4 Responses to “Some good news for Swiss businesses and workers during hard economic times”

  1. Justuson 05 Mar 2009 at 4:47 pm

    I've been always very critical of family owned companies, because they are usually the ones that rectlessly try to make as much profits, as possible. I'm also pretty sceptical about this that family owned companies here in Switzerland will come out better than other fims. They might do better at the start, because they have alot of money to compete, but soon the crisis will hit them as well. An example is a German family owned company called Schaeffler. They too mad profit at first from the crisis, because as unemployment rose, alot of people went to Schaeffler and got a job, rising output. However now Schaeffler is facing big problems, because they baught "Continental". As the crisis increased the costs for Continental rose as well and now Schaeffler is making big lossses and is trying to get rid of them again.

    Of course it depends on what decicisos these firms make. They might be well thought of, or not. I deffinately don't agree that any family owned company in the world will come out better, than the normal firms.

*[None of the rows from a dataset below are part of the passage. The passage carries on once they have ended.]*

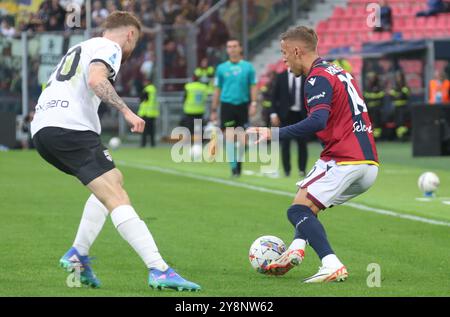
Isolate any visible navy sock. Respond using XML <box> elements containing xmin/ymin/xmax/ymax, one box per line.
<box><xmin>287</xmin><ymin>205</ymin><xmax>334</xmax><ymax>260</ymax></box>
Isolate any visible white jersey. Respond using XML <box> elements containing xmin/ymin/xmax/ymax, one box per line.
<box><xmin>31</xmin><ymin>37</ymin><xmax>122</xmax><ymax>136</ymax></box>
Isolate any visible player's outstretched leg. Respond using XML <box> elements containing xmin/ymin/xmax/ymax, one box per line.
<box><xmin>88</xmin><ymin>169</ymin><xmax>200</xmax><ymax>291</ymax></box>
<box><xmin>288</xmin><ymin>202</ymin><xmax>348</xmax><ymax>283</ymax></box>
<box><xmin>59</xmin><ymin>194</ymin><xmax>109</xmax><ymax>288</ymax></box>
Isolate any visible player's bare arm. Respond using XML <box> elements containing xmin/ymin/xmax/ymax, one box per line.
<box><xmin>88</xmin><ymin>62</ymin><xmax>145</xmax><ymax>133</ymax></box>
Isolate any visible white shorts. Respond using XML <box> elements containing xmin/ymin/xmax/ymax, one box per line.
<box><xmin>297</xmin><ymin>160</ymin><xmax>378</xmax><ymax>209</ymax></box>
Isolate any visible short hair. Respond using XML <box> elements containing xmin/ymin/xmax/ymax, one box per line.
<box><xmin>227</xmin><ymin>37</ymin><xmax>242</xmax><ymax>46</ymax></box>
<box><xmin>280</xmin><ymin>26</ymin><xmax>319</xmax><ymax>51</ymax></box>
<box><xmin>103</xmin><ymin>11</ymin><xmax>142</xmax><ymax>33</ymax></box>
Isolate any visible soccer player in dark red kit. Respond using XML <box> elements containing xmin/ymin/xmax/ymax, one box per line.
<box><xmin>247</xmin><ymin>26</ymin><xmax>378</xmax><ymax>283</ymax></box>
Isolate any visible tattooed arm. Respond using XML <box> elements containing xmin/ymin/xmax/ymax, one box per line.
<box><xmin>88</xmin><ymin>62</ymin><xmax>145</xmax><ymax>133</ymax></box>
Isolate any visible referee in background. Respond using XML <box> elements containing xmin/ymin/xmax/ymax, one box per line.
<box><xmin>210</xmin><ymin>39</ymin><xmax>258</xmax><ymax>177</ymax></box>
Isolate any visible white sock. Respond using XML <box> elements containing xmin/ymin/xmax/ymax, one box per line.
<box><xmin>288</xmin><ymin>239</ymin><xmax>306</xmax><ymax>250</ymax></box>
<box><xmin>322</xmin><ymin>254</ymin><xmax>344</xmax><ymax>268</ymax></box>
<box><xmin>73</xmin><ymin>194</ymin><xmax>109</xmax><ymax>256</ymax></box>
<box><xmin>111</xmin><ymin>205</ymin><xmax>169</xmax><ymax>272</ymax></box>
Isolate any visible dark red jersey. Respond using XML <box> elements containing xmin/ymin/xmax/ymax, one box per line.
<box><xmin>304</xmin><ymin>59</ymin><xmax>378</xmax><ymax>165</ymax></box>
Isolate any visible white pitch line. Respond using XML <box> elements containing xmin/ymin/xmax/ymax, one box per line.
<box><xmin>116</xmin><ymin>161</ymin><xmax>450</xmax><ymax>227</ymax></box>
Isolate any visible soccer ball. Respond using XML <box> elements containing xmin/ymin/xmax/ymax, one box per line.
<box><xmin>248</xmin><ymin>236</ymin><xmax>286</xmax><ymax>272</ymax></box>
<box><xmin>108</xmin><ymin>136</ymin><xmax>122</xmax><ymax>150</ymax></box>
<box><xmin>417</xmin><ymin>172</ymin><xmax>439</xmax><ymax>196</ymax></box>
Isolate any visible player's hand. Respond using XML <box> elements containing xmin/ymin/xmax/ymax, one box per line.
<box><xmin>122</xmin><ymin>108</ymin><xmax>145</xmax><ymax>133</ymax></box>
<box><xmin>245</xmin><ymin>127</ymin><xmax>272</xmax><ymax>144</ymax></box>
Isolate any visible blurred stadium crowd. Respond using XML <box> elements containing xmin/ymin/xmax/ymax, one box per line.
<box><xmin>0</xmin><ymin>0</ymin><xmax>450</xmax><ymax>148</ymax></box>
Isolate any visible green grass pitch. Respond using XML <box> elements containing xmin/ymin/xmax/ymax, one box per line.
<box><xmin>0</xmin><ymin>143</ymin><xmax>450</xmax><ymax>297</ymax></box>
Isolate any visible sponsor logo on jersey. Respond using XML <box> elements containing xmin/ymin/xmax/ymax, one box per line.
<box><xmin>307</xmin><ymin>91</ymin><xmax>327</xmax><ymax>103</ymax></box>
<box><xmin>103</xmin><ymin>150</ymin><xmax>112</xmax><ymax>162</ymax></box>
<box><xmin>353</xmin><ymin>120</ymin><xmax>373</xmax><ymax>133</ymax></box>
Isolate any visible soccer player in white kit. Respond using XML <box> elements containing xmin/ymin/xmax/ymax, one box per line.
<box><xmin>31</xmin><ymin>11</ymin><xmax>200</xmax><ymax>291</ymax></box>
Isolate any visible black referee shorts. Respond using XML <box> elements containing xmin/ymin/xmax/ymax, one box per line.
<box><xmin>33</xmin><ymin>127</ymin><xmax>115</xmax><ymax>185</ymax></box>
<box><xmin>220</xmin><ymin>102</ymin><xmax>248</xmax><ymax>129</ymax></box>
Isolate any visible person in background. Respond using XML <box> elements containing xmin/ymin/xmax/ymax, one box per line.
<box><xmin>364</xmin><ymin>72</ymin><xmax>386</xmax><ymax>138</ymax></box>
<box><xmin>389</xmin><ymin>71</ymin><xmax>410</xmax><ymax>140</ymax></box>
<box><xmin>210</xmin><ymin>39</ymin><xmax>258</xmax><ymax>177</ymax></box>
<box><xmin>374</xmin><ymin>0</ymin><xmax>392</xmax><ymax>32</ymax></box>
<box><xmin>259</xmin><ymin>71</ymin><xmax>277</xmax><ymax>127</ymax></box>
<box><xmin>0</xmin><ymin>18</ymin><xmax>16</xmax><ymax>38</ymax></box>
<box><xmin>138</xmin><ymin>80</ymin><xmax>159</xmax><ymax>147</ymax></box>
<box><xmin>428</xmin><ymin>70</ymin><xmax>450</xmax><ymax>105</ymax></box>
<box><xmin>270</xmin><ymin>70</ymin><xmax>308</xmax><ymax>177</ymax></box>
<box><xmin>92</xmin><ymin>0</ymin><xmax>109</xmax><ymax>27</ymax></box>
<box><xmin>416</xmin><ymin>0</ymin><xmax>449</xmax><ymax>17</ymax></box>
<box><xmin>333</xmin><ymin>57</ymin><xmax>353</xmax><ymax>73</ymax></box>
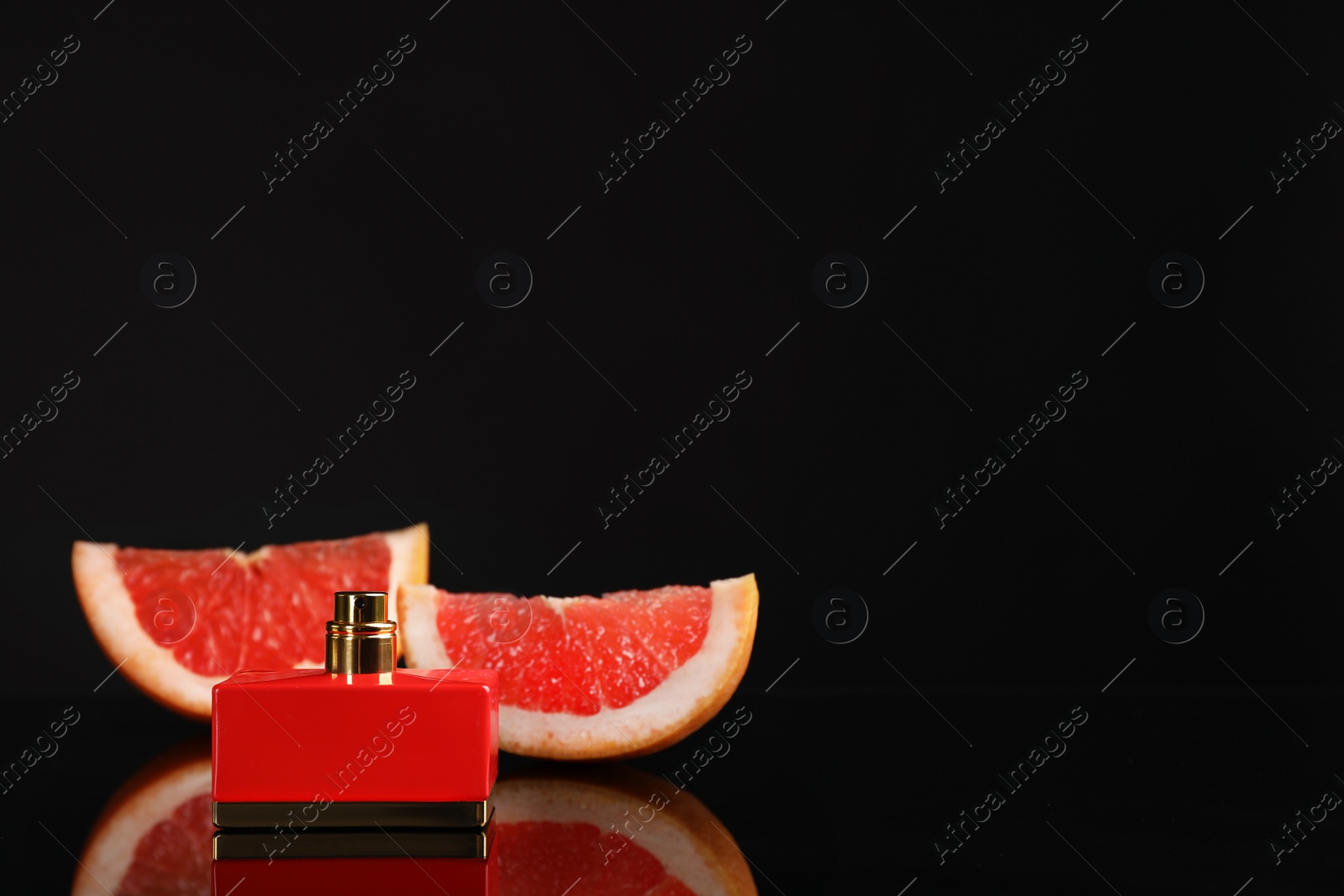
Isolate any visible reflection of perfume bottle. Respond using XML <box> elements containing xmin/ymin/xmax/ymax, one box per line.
<box><xmin>211</xmin><ymin>591</ymin><xmax>499</xmax><ymax>832</ymax></box>
<box><xmin>212</xmin><ymin>854</ymin><xmax>500</xmax><ymax>896</ymax></box>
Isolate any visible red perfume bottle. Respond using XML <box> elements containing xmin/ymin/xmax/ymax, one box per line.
<box><xmin>211</xmin><ymin>591</ymin><xmax>499</xmax><ymax>838</ymax></box>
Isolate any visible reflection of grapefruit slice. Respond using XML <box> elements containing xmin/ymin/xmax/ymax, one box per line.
<box><xmin>398</xmin><ymin>575</ymin><xmax>758</xmax><ymax>759</ymax></box>
<box><xmin>71</xmin><ymin>739</ymin><xmax>215</xmax><ymax>896</ymax></box>
<box><xmin>495</xmin><ymin>766</ymin><xmax>757</xmax><ymax>896</ymax></box>
<box><xmin>71</xmin><ymin>524</ymin><xmax>428</xmax><ymax>720</ymax></box>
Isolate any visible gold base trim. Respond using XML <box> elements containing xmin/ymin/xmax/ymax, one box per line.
<box><xmin>213</xmin><ymin>815</ymin><xmax>495</xmax><ymax>860</ymax></box>
<box><xmin>213</xmin><ymin>794</ymin><xmax>493</xmax><ymax>836</ymax></box>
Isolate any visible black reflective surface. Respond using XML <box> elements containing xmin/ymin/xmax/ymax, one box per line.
<box><xmin>0</xmin><ymin>0</ymin><xmax>1344</xmax><ymax>896</ymax></box>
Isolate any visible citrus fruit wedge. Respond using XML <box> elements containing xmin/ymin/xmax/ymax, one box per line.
<box><xmin>493</xmin><ymin>766</ymin><xmax>757</xmax><ymax>896</ymax></box>
<box><xmin>398</xmin><ymin>575</ymin><xmax>759</xmax><ymax>759</ymax></box>
<box><xmin>71</xmin><ymin>524</ymin><xmax>428</xmax><ymax>720</ymax></box>
<box><xmin>71</xmin><ymin>737</ymin><xmax>215</xmax><ymax>896</ymax></box>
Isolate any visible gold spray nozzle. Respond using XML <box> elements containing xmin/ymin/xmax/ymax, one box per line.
<box><xmin>327</xmin><ymin>591</ymin><xmax>396</xmax><ymax>674</ymax></box>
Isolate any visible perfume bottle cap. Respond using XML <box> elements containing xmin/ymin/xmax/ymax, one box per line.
<box><xmin>332</xmin><ymin>591</ymin><xmax>387</xmax><ymax>622</ymax></box>
<box><xmin>327</xmin><ymin>591</ymin><xmax>396</xmax><ymax>676</ymax></box>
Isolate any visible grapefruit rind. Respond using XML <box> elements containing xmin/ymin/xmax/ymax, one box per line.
<box><xmin>399</xmin><ymin>574</ymin><xmax>759</xmax><ymax>759</ymax></box>
<box><xmin>70</xmin><ymin>522</ymin><xmax>428</xmax><ymax>721</ymax></box>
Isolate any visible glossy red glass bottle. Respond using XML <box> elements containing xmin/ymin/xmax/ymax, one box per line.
<box><xmin>211</xmin><ymin>591</ymin><xmax>499</xmax><ymax>832</ymax></box>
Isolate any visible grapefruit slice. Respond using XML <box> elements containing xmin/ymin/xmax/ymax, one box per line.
<box><xmin>398</xmin><ymin>575</ymin><xmax>759</xmax><ymax>759</ymax></box>
<box><xmin>71</xmin><ymin>737</ymin><xmax>215</xmax><ymax>896</ymax></box>
<box><xmin>493</xmin><ymin>766</ymin><xmax>757</xmax><ymax>896</ymax></box>
<box><xmin>71</xmin><ymin>522</ymin><xmax>428</xmax><ymax>720</ymax></box>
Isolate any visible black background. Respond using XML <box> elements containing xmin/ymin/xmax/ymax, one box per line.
<box><xmin>0</xmin><ymin>0</ymin><xmax>1344</xmax><ymax>896</ymax></box>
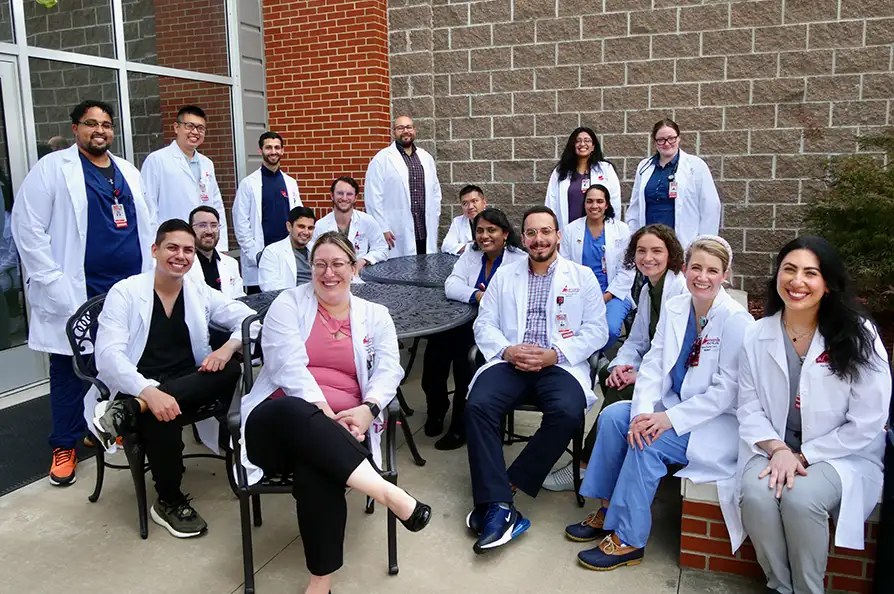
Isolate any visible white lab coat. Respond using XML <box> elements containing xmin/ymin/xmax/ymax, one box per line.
<box><xmin>444</xmin><ymin>245</ymin><xmax>528</xmax><ymax>303</ymax></box>
<box><xmin>441</xmin><ymin>215</ymin><xmax>475</xmax><ymax>255</ymax></box>
<box><xmin>140</xmin><ymin>140</ymin><xmax>229</xmax><ymax>252</ymax></box>
<box><xmin>364</xmin><ymin>142</ymin><xmax>441</xmax><ymax>258</ymax></box>
<box><xmin>469</xmin><ymin>256</ymin><xmax>608</xmax><ymax>409</ymax></box>
<box><xmin>630</xmin><ymin>289</ymin><xmax>754</xmax><ymax>542</ymax></box>
<box><xmin>314</xmin><ymin>209</ymin><xmax>388</xmax><ymax>264</ymax></box>
<box><xmin>242</xmin><ymin>284</ymin><xmax>404</xmax><ymax>484</ymax></box>
<box><xmin>730</xmin><ymin>312</ymin><xmax>891</xmax><ymax>550</ymax></box>
<box><xmin>186</xmin><ymin>247</ymin><xmax>245</xmax><ymax>299</ymax></box>
<box><xmin>627</xmin><ymin>150</ymin><xmax>721</xmax><ymax>248</ymax></box>
<box><xmin>608</xmin><ymin>271</ymin><xmax>689</xmax><ymax>371</ymax></box>
<box><xmin>84</xmin><ymin>270</ymin><xmax>258</xmax><ymax>452</ymax></box>
<box><xmin>560</xmin><ymin>217</ymin><xmax>635</xmax><ymax>302</ymax></box>
<box><xmin>12</xmin><ymin>145</ymin><xmax>158</xmax><ymax>355</ymax></box>
<box><xmin>233</xmin><ymin>169</ymin><xmax>302</xmax><ymax>286</ymax></box>
<box><xmin>545</xmin><ymin>161</ymin><xmax>621</xmax><ymax>233</ymax></box>
<box><xmin>258</xmin><ymin>237</ymin><xmax>314</xmax><ymax>291</ymax></box>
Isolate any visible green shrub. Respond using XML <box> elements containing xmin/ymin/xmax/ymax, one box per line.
<box><xmin>806</xmin><ymin>128</ymin><xmax>894</xmax><ymax>311</ymax></box>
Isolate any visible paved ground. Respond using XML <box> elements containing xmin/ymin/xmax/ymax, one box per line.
<box><xmin>0</xmin><ymin>358</ymin><xmax>763</xmax><ymax>594</ymax></box>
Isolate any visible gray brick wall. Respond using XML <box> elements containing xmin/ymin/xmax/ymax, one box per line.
<box><xmin>388</xmin><ymin>0</ymin><xmax>894</xmax><ymax>292</ymax></box>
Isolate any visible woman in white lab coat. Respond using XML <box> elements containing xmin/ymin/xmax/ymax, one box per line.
<box><xmin>730</xmin><ymin>236</ymin><xmax>891</xmax><ymax>594</ymax></box>
<box><xmin>422</xmin><ymin>208</ymin><xmax>528</xmax><ymax>450</ymax></box>
<box><xmin>561</xmin><ymin>184</ymin><xmax>633</xmax><ymax>349</ymax></box>
<box><xmin>565</xmin><ymin>236</ymin><xmax>753</xmax><ymax>571</ymax></box>
<box><xmin>627</xmin><ymin>119</ymin><xmax>721</xmax><ymax>246</ymax></box>
<box><xmin>242</xmin><ymin>231</ymin><xmax>431</xmax><ymax>594</ymax></box>
<box><xmin>545</xmin><ymin>126</ymin><xmax>621</xmax><ymax>231</ymax></box>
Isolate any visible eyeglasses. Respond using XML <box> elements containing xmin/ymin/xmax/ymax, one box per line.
<box><xmin>177</xmin><ymin>120</ymin><xmax>208</xmax><ymax>134</ymax></box>
<box><xmin>78</xmin><ymin>120</ymin><xmax>115</xmax><ymax>132</ymax></box>
<box><xmin>525</xmin><ymin>227</ymin><xmax>556</xmax><ymax>239</ymax></box>
<box><xmin>311</xmin><ymin>260</ymin><xmax>353</xmax><ymax>274</ymax></box>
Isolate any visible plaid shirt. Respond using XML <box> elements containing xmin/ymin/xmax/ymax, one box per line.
<box><xmin>394</xmin><ymin>141</ymin><xmax>426</xmax><ymax>241</ymax></box>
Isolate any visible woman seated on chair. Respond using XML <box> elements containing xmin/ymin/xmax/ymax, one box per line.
<box><xmin>242</xmin><ymin>231</ymin><xmax>431</xmax><ymax>594</ymax></box>
<box><xmin>422</xmin><ymin>208</ymin><xmax>528</xmax><ymax>450</ymax></box>
<box><xmin>730</xmin><ymin>236</ymin><xmax>891</xmax><ymax>594</ymax></box>
<box><xmin>543</xmin><ymin>225</ymin><xmax>686</xmax><ymax>491</ymax></box>
<box><xmin>559</xmin><ymin>184</ymin><xmax>634</xmax><ymax>350</ymax></box>
<box><xmin>565</xmin><ymin>235</ymin><xmax>753</xmax><ymax>571</ymax></box>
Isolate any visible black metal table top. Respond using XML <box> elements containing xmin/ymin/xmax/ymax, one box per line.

  2. Simon Strongon 06 Mar 2009 at 10:11 am

    I think Justus that you are missing the point of the article. You seem to have this prejudice and idea that all family run businesses are out to make money even though the article states that "The survey of 300 Swiss family-owned SMEs found that 68 per cent of companies are less motivated by making money than in maintaining the good name of the firm." Which would then go far enough to contradict your point of Schaeffler as only 68% want this, not 100%. In Schaeffler's case I would propose that if it had been run by one of these 68% of family owned businesses then it would not be in it's current predicament. It's poor management is a contradictory example yes, and worthy of explanation too, but it is an example, so it depends.

  3. Laura Nanette Gon 10 Mar 2009 at 3:10 am

    I agree with Justus and Simons statement.

    Justus is right with his example facing Schaeffler, as well as Simon who states the main point of maintaining the good name of the firm. Personally I think it was a mistake from Schaeffler to take over Continental, as they knew the costs would increase. With the ecnomic crisis affecting almost all large firms it was a high risk. Most large companies that seem to buy up smaller companies at the moment are suffering from high cost and fall into depts. Governments have been giving out more subsidies than ever.

    Getting back to the article, I believe the situation will stay balanced as long as the rest of switzerland does. Already banks such as the UBS are struggeling with the media that are making their name bad, and having to keep up with the large amounts of losses. However this does not affect small private businesses in Switzerland so far. If a bank such as the UBS would go bankrupt there would be a definete problem for Switzerlands economy; including small family businesse.

    “It’s pretty ridiculous to pay people to sit around and do nothing,” Yves Defferrard of the Unia trade union told swissinfo. “But when they have no work for them, employers can often think of nothing better than to lay them off. That’s the wrong way to manage a crisis. It’s what happened in the downturn of 2000.” – The article also explains itself why Switzerland is working on their business and are not trying to cut down their costs too far. It is important to keep the customers and the balance between profits and losses. Keeping the customers would seem the most important for a firm; they keep the firm alive.

  4. Markus von der Marwion 12 Mar 2009 at 2:41 am

    It makes sense that family owned businesses would do better in am economic downturn. They have much fewer costs to cover and most of the businesses in switzerland seem to be more interested in keeping a good name for their firm, rather then making money. This most likely results in a loyal group of customers, who are probably willing to pay slightly more in a name that they trust, instead of purchasing goods from a large corporation. They are not looking for every lowest cost method.